The eye-popping investments through China's "One Belt, One Road" initiative, believed to run into the trillions of dollars, form just one part of the Asian power's bid to promote a new global system putting Beijing at the center. Equally alarming to the U.S. are China's military designs.

In Djibouti, where Tillerson visited Friday, China has built its first overseas base along the key shipping route linking Europe and Asia. Its "string of pearls" plan calls for building a network of ports stretching from China to the Persian Gulf. Beijing has also been busy building artificial islands and then taking steps toward militarizing them in a bid to expand its control over waters far from its coast.

China's new base in Djibouti, another country immensely indebted to Beijing, is just miles away from the only permanent U.S. military base in Africa. Though it's China's only African base so far, Gen. Thomas Waldhauser, head of U.S. Africa Command, predicted this week that "there will be more."

"We are not naive to think that some of the activities the Chinese are doing in terms of counterintelligence there -- they are taking place," Waldhauser told the House Armed Services Committee. "But it just means that we have to be cautious, we have to be on guard."

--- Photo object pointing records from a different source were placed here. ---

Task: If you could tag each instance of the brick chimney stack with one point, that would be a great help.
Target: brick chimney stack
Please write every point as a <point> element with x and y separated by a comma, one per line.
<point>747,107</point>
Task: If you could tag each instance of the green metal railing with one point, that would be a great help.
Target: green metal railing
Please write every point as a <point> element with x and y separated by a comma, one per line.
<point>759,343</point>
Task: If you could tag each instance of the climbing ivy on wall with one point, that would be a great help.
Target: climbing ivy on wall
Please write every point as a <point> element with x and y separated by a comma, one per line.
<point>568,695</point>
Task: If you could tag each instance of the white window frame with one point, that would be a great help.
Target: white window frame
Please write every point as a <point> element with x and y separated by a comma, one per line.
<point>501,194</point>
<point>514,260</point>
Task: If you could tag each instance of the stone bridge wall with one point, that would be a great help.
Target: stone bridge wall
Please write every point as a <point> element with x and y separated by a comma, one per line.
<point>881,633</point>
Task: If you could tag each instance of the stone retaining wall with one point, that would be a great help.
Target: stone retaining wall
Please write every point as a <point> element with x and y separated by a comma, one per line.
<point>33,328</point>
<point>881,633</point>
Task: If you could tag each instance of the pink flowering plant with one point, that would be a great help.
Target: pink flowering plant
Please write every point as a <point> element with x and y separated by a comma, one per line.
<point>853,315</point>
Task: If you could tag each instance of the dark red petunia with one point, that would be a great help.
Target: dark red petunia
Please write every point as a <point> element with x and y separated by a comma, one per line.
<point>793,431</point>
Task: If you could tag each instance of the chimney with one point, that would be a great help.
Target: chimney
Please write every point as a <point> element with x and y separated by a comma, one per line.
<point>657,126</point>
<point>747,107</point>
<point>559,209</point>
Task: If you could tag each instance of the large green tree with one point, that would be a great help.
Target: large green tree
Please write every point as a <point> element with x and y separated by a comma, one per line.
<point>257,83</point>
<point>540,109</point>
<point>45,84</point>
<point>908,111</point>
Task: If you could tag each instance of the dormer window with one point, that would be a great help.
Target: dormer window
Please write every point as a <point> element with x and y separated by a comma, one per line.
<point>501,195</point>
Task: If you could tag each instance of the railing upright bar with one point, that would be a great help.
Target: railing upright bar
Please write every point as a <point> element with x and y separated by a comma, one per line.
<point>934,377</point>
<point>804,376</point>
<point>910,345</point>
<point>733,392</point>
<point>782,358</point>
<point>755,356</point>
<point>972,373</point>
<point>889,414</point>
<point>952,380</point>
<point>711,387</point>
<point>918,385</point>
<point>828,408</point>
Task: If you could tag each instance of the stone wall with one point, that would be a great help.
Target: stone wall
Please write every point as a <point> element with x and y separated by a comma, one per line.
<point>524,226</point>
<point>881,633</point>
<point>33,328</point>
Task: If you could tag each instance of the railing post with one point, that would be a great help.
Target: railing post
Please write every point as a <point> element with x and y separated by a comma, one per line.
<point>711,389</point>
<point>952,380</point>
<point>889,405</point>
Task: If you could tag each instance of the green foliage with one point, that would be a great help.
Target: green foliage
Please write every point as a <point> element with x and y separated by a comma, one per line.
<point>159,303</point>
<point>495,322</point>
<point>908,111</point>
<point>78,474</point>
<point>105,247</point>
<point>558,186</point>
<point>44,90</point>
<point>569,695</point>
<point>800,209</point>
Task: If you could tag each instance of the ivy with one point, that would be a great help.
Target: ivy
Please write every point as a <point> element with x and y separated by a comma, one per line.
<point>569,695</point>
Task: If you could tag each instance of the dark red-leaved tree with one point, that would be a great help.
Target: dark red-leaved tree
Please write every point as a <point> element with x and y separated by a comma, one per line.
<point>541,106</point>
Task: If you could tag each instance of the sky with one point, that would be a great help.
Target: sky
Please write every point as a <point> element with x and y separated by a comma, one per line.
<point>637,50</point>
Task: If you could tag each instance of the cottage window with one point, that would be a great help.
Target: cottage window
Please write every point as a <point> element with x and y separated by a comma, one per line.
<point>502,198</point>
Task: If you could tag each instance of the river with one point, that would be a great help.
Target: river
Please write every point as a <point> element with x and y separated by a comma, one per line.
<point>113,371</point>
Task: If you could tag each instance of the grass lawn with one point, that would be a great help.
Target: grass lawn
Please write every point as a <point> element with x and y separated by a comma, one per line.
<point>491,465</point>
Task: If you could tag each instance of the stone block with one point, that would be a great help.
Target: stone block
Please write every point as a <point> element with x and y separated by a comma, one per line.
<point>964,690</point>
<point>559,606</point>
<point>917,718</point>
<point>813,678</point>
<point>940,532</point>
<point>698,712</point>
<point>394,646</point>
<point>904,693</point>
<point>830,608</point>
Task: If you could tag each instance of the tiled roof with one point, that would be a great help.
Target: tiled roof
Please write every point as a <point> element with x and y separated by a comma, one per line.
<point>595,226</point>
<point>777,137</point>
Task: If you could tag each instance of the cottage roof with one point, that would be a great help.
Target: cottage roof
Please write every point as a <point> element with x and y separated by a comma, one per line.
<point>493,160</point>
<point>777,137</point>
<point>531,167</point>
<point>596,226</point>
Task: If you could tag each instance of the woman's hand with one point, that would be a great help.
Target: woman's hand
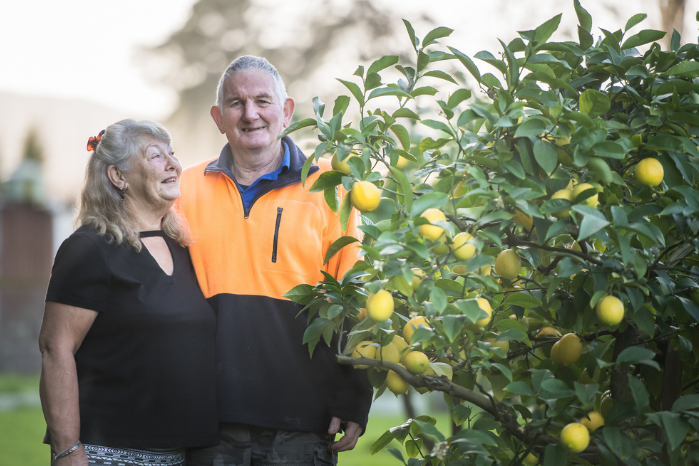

For better or worse, U.S. suspicions about China's ambitions are playing out far beyond the confines of Africa. Chinese companies are building or financing power plants in Pakistan and Kyrgyzstan, managing a port in Greece and launching railway projects in Thailand and Tajikistan, with aggressive plans to continue its expansion into Latin America.

Already, there are cautionary tales, critics say.

In Sri Lanka, the former president suffered a surprise election defeat in 2015 after his opponent criticized him for running up some $5 billion in debt to China to fund construction. In December, Sri Lanka's government sold an 80 percent stake in the port in Hambantota to a Chinese state-owned company after falling behind in repaying $1.5 billion borrowed to build it.

In Africa, some of the China-funded roads have started to crumble, the U.S. has said, due to shoddy construction. And in January, the French newspaper Le Monde reported China planted listening devices in the $200 million headquarters it built for the African Union in 2012. China denies the claim.